Sunday, July 10, 2005

As many of you know, Scott and Shelley were in London Thursday (they still are, although they are on their way to Ireland soon, I think). Scott had a compelling adventure that day and it merited an article in the paper, in fact.

When I came home from work early on Thursay afternoon, I opened up the puter to see what news had taken place while I was at work. I saw the news about the bombings and immediately tried to call Scott and Shelley. They didn't answer. So I checked their blogs. They were fine (Scott and Shelley, I mean, but the blogs were too). A few minutes later my mom called. I answered the phone with the line "they are fine". She had just gotten up and turned on the news and freaked out because she remembered Scott having said something about King's Cross.

From what I can gather from the internets, it appears that the rightwingers in the US are talking about these events in the same way that they talk about all similar events: incorrectly. The internets are also full of more thoughtful American digestions, so all is not lost.

Nevertheless: I was thinking about the "how can this happen?" and "what sort of monsters?" and "why here/now/us/them?" school of commentary. At the risk of implying a lack of sympathy for the victims and their loved ones, I have to say something about that (I gave this a test run in my local bar last night and it went over relatively well).

Sitting here in my Safe European Home I sometimes consider what this place was like 60 years ago. In keeping with the Metaphorocaust (this is the accepted spelling, I think), please think about the rain of fire brought down, at various times, by the air forces of Germany, the UK, the US, and the USSR (and to a lesser extent those of smaller powers like Italy and Canada) on assorted European cities. Did the civilians (and they were almost all "innocent" civilians, whether in Berlin or Coventry or Leningrad or Warsaw or Hamburg or Rotterdam or wherever) ask one another why this was happening? Perhaps some did, but I suspect most realized that it was more or less directly connected to the WORLD WAR their country was a part of. This doesn't make it OK, in my mind, but it is pretty straightforward.

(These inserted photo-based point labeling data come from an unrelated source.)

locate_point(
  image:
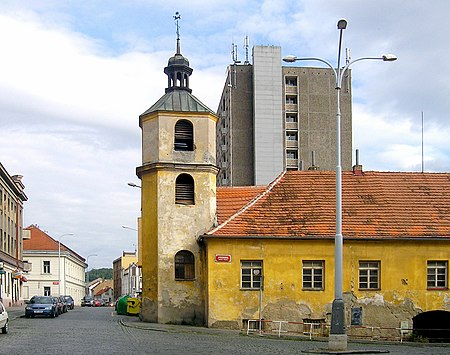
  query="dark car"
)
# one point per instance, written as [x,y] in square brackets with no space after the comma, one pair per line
[87,301]
[64,304]
[42,306]
[70,302]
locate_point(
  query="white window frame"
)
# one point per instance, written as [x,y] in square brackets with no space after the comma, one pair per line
[45,267]
[251,274]
[437,274]
[369,275]
[313,275]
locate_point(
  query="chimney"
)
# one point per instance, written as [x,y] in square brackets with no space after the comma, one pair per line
[357,168]
[313,161]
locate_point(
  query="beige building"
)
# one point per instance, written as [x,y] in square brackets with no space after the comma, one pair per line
[48,266]
[274,118]
[12,267]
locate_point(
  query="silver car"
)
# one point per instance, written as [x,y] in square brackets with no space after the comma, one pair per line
[3,319]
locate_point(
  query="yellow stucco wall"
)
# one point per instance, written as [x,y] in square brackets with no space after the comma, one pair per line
[167,227]
[403,279]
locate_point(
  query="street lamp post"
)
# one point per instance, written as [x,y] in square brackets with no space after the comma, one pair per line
[59,264]
[87,273]
[338,338]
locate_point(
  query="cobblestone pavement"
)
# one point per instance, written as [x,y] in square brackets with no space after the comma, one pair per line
[101,331]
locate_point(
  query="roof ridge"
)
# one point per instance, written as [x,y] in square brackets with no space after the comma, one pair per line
[250,203]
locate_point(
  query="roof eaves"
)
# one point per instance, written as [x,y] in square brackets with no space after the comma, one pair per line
[249,204]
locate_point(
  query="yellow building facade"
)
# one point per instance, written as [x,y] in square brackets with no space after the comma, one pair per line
[222,256]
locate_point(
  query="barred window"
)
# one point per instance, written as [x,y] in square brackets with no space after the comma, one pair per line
[437,274]
[184,190]
[369,275]
[184,265]
[251,275]
[313,275]
[184,136]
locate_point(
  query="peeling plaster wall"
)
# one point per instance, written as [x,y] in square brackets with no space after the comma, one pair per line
[168,228]
[403,292]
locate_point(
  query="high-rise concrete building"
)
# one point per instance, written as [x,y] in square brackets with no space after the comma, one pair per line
[274,118]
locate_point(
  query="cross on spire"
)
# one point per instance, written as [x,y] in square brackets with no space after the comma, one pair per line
[177,17]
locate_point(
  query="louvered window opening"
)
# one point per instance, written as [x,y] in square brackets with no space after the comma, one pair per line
[184,136]
[184,190]
[184,266]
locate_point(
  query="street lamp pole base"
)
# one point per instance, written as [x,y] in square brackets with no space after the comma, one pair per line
[337,342]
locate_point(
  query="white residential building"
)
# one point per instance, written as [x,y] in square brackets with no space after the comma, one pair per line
[48,266]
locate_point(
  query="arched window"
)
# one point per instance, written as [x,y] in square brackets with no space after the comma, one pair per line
[184,190]
[184,136]
[184,265]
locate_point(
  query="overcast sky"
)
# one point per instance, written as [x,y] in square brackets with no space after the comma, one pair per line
[76,75]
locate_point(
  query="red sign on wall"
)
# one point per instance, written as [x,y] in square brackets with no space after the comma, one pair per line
[222,258]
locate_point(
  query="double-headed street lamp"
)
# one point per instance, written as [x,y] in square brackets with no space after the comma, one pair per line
[59,265]
[338,337]
[87,273]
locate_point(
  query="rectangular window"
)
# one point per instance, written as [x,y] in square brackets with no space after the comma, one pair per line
[437,274]
[291,117]
[291,136]
[251,275]
[291,81]
[313,275]
[369,275]
[46,267]
[291,154]
[291,99]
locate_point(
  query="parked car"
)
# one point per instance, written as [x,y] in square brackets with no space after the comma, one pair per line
[64,304]
[42,306]
[3,319]
[59,305]
[87,301]
[70,302]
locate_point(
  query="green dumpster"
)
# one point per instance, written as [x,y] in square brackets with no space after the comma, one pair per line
[133,306]
[122,305]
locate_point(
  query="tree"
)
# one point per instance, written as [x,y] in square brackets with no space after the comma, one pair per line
[103,273]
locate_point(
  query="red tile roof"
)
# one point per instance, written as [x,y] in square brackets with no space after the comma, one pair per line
[39,240]
[375,205]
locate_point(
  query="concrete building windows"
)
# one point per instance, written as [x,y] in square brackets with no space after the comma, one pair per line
[46,267]
[291,99]
[369,275]
[184,136]
[184,265]
[251,275]
[290,81]
[437,272]
[291,117]
[313,275]
[184,190]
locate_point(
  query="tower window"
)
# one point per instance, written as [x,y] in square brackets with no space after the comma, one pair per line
[184,265]
[184,190]
[184,136]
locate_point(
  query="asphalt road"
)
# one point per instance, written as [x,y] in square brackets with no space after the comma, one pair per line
[101,331]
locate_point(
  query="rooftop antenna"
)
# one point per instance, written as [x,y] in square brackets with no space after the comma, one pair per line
[176,18]
[234,53]
[246,50]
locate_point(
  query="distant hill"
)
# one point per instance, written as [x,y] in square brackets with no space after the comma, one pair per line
[104,273]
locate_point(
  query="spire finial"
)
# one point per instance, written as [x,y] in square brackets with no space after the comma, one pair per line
[176,18]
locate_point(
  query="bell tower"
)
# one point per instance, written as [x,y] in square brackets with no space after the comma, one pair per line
[178,198]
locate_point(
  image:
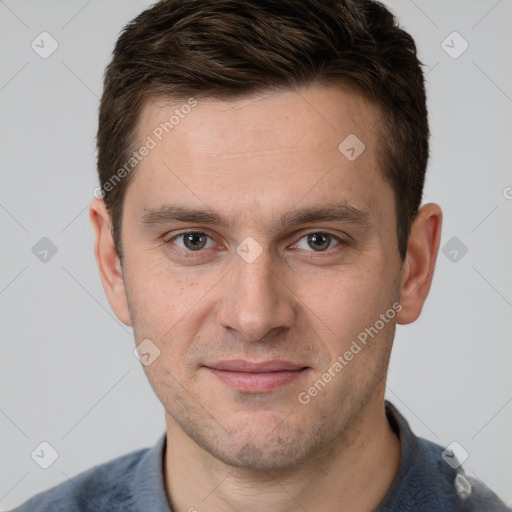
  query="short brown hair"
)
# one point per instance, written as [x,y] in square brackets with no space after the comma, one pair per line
[224,49]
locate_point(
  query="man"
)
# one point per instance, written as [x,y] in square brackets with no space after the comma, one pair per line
[261,168]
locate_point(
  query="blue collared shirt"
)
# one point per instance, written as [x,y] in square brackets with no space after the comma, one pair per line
[135,482]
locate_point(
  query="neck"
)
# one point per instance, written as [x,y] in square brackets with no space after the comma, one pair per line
[352,476]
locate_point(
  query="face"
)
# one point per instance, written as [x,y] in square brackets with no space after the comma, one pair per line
[255,253]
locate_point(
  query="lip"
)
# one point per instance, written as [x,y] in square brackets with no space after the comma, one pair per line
[252,377]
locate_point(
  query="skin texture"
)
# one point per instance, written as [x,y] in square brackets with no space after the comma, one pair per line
[252,160]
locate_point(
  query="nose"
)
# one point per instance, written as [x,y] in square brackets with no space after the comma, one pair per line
[256,301]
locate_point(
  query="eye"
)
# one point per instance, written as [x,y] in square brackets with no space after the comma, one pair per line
[318,241]
[192,241]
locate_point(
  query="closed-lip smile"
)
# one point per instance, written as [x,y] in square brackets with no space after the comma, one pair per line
[255,377]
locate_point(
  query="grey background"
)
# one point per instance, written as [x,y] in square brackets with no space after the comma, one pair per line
[67,372]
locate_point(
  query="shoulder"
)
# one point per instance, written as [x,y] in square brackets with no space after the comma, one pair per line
[464,492]
[91,490]
[431,478]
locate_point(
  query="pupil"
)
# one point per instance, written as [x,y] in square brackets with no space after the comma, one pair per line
[195,241]
[318,241]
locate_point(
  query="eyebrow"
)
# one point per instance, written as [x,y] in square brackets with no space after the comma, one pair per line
[333,212]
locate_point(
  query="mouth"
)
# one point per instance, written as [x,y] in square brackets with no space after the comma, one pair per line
[251,377]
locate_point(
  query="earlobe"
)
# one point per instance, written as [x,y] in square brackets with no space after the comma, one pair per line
[109,265]
[419,265]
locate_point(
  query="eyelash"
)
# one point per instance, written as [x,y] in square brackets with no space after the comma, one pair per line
[191,254]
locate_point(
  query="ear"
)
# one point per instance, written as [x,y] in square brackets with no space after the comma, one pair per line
[108,261]
[420,261]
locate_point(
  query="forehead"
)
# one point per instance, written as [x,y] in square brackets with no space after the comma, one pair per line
[271,150]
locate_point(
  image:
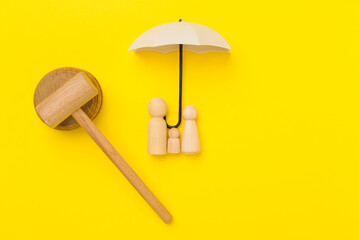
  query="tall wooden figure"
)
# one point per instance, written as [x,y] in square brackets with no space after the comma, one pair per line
[157,127]
[190,137]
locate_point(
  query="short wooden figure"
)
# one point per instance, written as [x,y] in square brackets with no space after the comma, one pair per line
[190,137]
[174,145]
[157,127]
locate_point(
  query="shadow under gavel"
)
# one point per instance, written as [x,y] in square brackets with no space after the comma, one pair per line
[67,101]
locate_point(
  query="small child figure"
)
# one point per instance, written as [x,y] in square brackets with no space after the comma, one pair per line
[190,137]
[174,145]
[157,127]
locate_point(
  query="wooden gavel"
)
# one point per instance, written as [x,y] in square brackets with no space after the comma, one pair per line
[67,101]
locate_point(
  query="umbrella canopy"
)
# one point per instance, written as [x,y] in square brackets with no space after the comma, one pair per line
[194,37]
[180,36]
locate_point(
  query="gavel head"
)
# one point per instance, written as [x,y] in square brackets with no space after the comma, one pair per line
[67,90]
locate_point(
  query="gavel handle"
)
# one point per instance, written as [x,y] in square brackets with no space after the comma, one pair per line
[121,164]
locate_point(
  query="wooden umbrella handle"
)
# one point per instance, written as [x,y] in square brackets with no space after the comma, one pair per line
[121,164]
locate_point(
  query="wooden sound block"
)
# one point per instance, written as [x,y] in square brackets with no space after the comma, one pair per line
[55,80]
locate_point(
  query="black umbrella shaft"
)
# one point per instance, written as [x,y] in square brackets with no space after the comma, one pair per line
[180,89]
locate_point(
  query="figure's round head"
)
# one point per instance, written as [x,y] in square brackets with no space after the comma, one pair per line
[190,113]
[157,107]
[173,133]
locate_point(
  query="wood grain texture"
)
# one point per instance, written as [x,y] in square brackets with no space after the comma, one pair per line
[56,79]
[65,100]
[157,127]
[190,137]
[174,143]
[121,164]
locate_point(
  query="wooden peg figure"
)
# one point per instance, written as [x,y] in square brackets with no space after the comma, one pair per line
[190,137]
[157,127]
[174,144]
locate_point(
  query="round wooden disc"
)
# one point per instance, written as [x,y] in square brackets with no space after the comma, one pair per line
[58,77]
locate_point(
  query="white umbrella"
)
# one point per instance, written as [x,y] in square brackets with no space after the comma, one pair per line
[180,36]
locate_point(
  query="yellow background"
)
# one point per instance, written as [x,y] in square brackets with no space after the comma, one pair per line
[278,121]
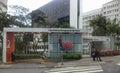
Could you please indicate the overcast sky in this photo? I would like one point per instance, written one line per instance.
(34, 4)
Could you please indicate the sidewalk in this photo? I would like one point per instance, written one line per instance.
(38, 63)
(89, 62)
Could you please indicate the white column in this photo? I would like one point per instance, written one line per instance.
(80, 16)
(4, 47)
(76, 13)
(73, 13)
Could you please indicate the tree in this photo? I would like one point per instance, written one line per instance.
(38, 17)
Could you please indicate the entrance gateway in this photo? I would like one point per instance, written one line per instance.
(71, 35)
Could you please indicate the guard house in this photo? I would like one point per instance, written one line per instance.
(67, 35)
(74, 36)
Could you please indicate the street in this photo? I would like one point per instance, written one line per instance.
(85, 65)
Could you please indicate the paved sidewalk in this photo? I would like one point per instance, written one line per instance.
(37, 63)
(89, 62)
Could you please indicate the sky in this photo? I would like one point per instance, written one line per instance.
(87, 5)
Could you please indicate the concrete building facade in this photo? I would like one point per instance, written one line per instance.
(63, 11)
(111, 10)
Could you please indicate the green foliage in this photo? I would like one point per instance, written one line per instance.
(39, 17)
(71, 56)
(27, 38)
(27, 56)
(61, 25)
(18, 45)
(21, 14)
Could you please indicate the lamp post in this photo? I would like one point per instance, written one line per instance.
(61, 49)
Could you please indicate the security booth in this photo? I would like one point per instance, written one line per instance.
(71, 41)
(71, 38)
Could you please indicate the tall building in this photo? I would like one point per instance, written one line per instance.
(110, 9)
(3, 6)
(62, 10)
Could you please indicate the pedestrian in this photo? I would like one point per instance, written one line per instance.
(97, 53)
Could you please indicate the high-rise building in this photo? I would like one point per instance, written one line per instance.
(3, 6)
(63, 11)
(110, 10)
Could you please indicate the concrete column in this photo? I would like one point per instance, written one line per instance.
(4, 47)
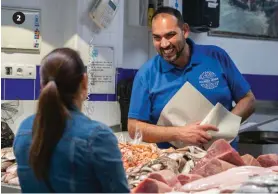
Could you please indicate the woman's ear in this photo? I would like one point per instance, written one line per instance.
(84, 85)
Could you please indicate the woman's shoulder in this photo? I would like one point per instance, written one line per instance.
(91, 128)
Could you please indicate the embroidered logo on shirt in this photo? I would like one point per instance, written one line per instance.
(208, 80)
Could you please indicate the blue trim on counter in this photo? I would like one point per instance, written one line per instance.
(19, 89)
(2, 89)
(264, 87)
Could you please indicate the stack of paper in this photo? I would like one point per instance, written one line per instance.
(188, 105)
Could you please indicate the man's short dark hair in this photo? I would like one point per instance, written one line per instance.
(171, 11)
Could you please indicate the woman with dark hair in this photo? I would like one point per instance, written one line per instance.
(59, 149)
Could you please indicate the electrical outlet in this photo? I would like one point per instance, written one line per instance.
(18, 71)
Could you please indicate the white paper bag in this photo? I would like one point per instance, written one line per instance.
(188, 105)
(227, 123)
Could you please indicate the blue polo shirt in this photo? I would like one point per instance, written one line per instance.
(210, 70)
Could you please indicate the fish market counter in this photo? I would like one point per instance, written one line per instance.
(219, 169)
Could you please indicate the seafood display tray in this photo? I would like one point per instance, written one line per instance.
(6, 188)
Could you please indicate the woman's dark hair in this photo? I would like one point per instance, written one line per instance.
(171, 11)
(61, 74)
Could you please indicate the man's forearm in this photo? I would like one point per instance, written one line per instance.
(245, 107)
(151, 133)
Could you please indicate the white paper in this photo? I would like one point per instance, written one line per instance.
(101, 70)
(188, 105)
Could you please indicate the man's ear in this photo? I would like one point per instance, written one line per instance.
(186, 30)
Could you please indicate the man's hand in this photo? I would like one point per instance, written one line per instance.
(245, 106)
(194, 133)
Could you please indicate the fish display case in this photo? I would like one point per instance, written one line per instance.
(259, 138)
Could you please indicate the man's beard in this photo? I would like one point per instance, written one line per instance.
(175, 57)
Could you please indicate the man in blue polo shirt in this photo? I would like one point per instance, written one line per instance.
(208, 68)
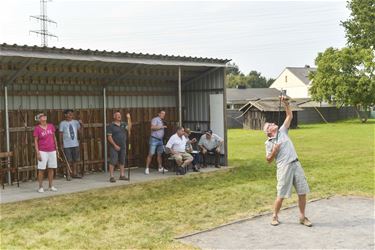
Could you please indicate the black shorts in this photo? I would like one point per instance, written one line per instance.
(72, 154)
(117, 157)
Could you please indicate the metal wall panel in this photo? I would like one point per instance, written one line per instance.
(78, 102)
(196, 99)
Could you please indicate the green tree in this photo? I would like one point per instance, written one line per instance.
(233, 69)
(360, 27)
(346, 76)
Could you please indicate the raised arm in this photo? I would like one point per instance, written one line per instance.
(289, 113)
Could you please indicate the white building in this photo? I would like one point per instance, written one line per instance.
(295, 80)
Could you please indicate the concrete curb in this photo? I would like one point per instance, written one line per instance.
(244, 219)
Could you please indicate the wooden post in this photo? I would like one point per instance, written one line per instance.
(105, 129)
(179, 98)
(7, 128)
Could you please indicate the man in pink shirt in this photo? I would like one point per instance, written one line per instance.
(45, 149)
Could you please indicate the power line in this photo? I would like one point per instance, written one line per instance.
(44, 21)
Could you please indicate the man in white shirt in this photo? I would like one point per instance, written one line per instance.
(280, 148)
(210, 143)
(177, 146)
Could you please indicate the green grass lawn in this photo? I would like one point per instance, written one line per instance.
(338, 159)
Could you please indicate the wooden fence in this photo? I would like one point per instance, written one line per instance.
(21, 124)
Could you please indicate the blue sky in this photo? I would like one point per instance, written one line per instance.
(266, 36)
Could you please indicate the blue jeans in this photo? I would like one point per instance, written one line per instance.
(156, 145)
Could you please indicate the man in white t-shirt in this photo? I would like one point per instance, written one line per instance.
(69, 129)
(177, 146)
(280, 148)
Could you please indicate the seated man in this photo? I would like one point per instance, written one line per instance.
(177, 145)
(190, 150)
(210, 143)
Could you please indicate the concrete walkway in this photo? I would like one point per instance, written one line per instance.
(339, 223)
(28, 190)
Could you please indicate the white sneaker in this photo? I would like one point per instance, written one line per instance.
(162, 168)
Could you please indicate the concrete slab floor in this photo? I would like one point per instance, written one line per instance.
(28, 190)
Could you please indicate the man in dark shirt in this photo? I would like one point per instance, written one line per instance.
(117, 134)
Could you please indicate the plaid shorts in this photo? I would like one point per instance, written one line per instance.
(290, 175)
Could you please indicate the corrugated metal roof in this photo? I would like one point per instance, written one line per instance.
(246, 95)
(106, 54)
(302, 73)
(268, 105)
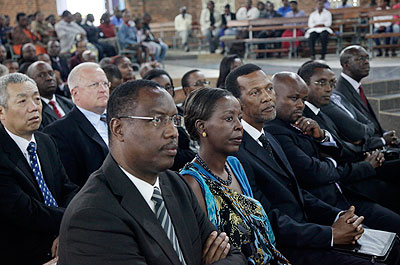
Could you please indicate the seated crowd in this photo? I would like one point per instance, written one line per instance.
(259, 170)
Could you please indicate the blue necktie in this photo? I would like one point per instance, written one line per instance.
(33, 161)
(165, 220)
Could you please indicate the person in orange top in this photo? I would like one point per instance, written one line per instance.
(21, 34)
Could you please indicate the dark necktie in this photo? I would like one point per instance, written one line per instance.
(52, 103)
(165, 220)
(266, 144)
(33, 161)
(363, 97)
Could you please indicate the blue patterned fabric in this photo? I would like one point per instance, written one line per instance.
(239, 215)
(33, 161)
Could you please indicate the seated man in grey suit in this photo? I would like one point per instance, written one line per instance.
(34, 188)
(54, 106)
(81, 135)
(133, 210)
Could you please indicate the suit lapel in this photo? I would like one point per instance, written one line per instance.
(132, 201)
(88, 129)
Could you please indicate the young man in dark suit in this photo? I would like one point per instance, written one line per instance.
(306, 146)
(81, 135)
(34, 188)
(123, 213)
(305, 227)
(54, 106)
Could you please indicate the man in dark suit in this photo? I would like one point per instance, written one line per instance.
(321, 81)
(81, 135)
(303, 142)
(34, 188)
(54, 106)
(355, 63)
(296, 215)
(127, 205)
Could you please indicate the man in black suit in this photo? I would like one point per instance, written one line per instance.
(355, 63)
(54, 106)
(127, 205)
(305, 227)
(81, 135)
(303, 142)
(34, 188)
(321, 81)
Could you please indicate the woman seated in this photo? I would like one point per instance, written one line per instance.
(212, 117)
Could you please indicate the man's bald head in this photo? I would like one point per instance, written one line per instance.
(291, 92)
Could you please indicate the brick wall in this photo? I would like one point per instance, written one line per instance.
(12, 7)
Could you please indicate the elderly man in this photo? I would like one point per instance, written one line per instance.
(183, 26)
(296, 215)
(138, 212)
(81, 135)
(34, 188)
(54, 106)
(67, 30)
(355, 63)
(307, 148)
(210, 22)
(193, 80)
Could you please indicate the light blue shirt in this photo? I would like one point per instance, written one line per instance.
(100, 126)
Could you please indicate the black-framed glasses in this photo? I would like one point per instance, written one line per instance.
(200, 83)
(323, 83)
(158, 121)
(97, 84)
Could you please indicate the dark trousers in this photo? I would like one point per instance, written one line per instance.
(323, 36)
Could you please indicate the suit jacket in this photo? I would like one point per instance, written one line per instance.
(314, 173)
(348, 91)
(224, 22)
(48, 114)
(296, 215)
(28, 226)
(82, 149)
(109, 222)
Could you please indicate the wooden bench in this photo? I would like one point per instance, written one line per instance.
(371, 36)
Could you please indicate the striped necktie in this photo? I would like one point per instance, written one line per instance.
(165, 220)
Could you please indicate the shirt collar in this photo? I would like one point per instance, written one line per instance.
(48, 100)
(22, 143)
(312, 107)
(253, 132)
(145, 188)
(356, 85)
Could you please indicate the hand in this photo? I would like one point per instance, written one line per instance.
(310, 127)
(390, 137)
(54, 248)
(348, 228)
(375, 158)
(215, 248)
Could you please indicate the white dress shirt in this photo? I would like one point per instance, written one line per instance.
(145, 188)
(244, 14)
(22, 144)
(100, 126)
(316, 18)
(58, 107)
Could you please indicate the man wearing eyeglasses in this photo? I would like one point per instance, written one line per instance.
(133, 210)
(82, 135)
(54, 106)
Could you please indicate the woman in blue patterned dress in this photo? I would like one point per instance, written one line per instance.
(212, 117)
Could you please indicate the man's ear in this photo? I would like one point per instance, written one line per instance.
(116, 128)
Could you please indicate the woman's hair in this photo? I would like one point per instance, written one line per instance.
(200, 105)
(225, 69)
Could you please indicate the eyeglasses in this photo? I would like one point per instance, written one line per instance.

Terrorism may be more disorienting than 1000 bomber raids but both of them are tactics. They are/were specifically designed to "bring the war" to the civilian population of the enemy country, nominally because it is/was thought that the civilian victims would pressure their states to change policy/surrender. It didn't work in World War Two and, I suspect, won't work now (it hasn't worked in Israel, Spain, the UK, Russia, Sri Lanka, or any other country I'm aware of).

I reckon what I'm trying to say is that when your country is involved in a war it is not unreasonable to expect that you might become a casualty. This has not always been the case (your average Roman citizen had little to fear from the Persians and your average New Yorker didn't trouble himself with Navajo reprisals) but it happens and has happened before.

The only sure way to avoid such things is to stay out of wars. Sigh.

Until then, I suggest that any indignation ("How dare they?") be directed less at the perpetrators than at whichever political/economic/social/religious forces put us in conflict.

I'm reminded of the parable of the frog (or was it a mouse?) and the crocodile, as told by Forrest Whittaker's character in "the Crying Game". In case you don't recall it, I will paraphrase. A frog/mouse needed to get to the other side of a stream. A crocodile offered him a ride. The frog/mouse agreed on the condition that the crocodile promise not to eat him. The crocodile did. On the other side of the stream, however, the crocodile chomped the frog/mouse. As he was dying, the frog/mouse said "but you promised not to eat me! Why are you doing this?" The crocodile replied: "It's in my nature."

And now I must point out something that one of my colleagues noted: my place of employment is a target of opportunity to any terrorist in Germany. What with our "big fuckin' Union Jack" on the outside of our building and all.

Neil Young helps me close this: "Soldier, your eyes. They shine like the sun. I wonder why. Soldier, your eyes shine like the sun. I wonder why."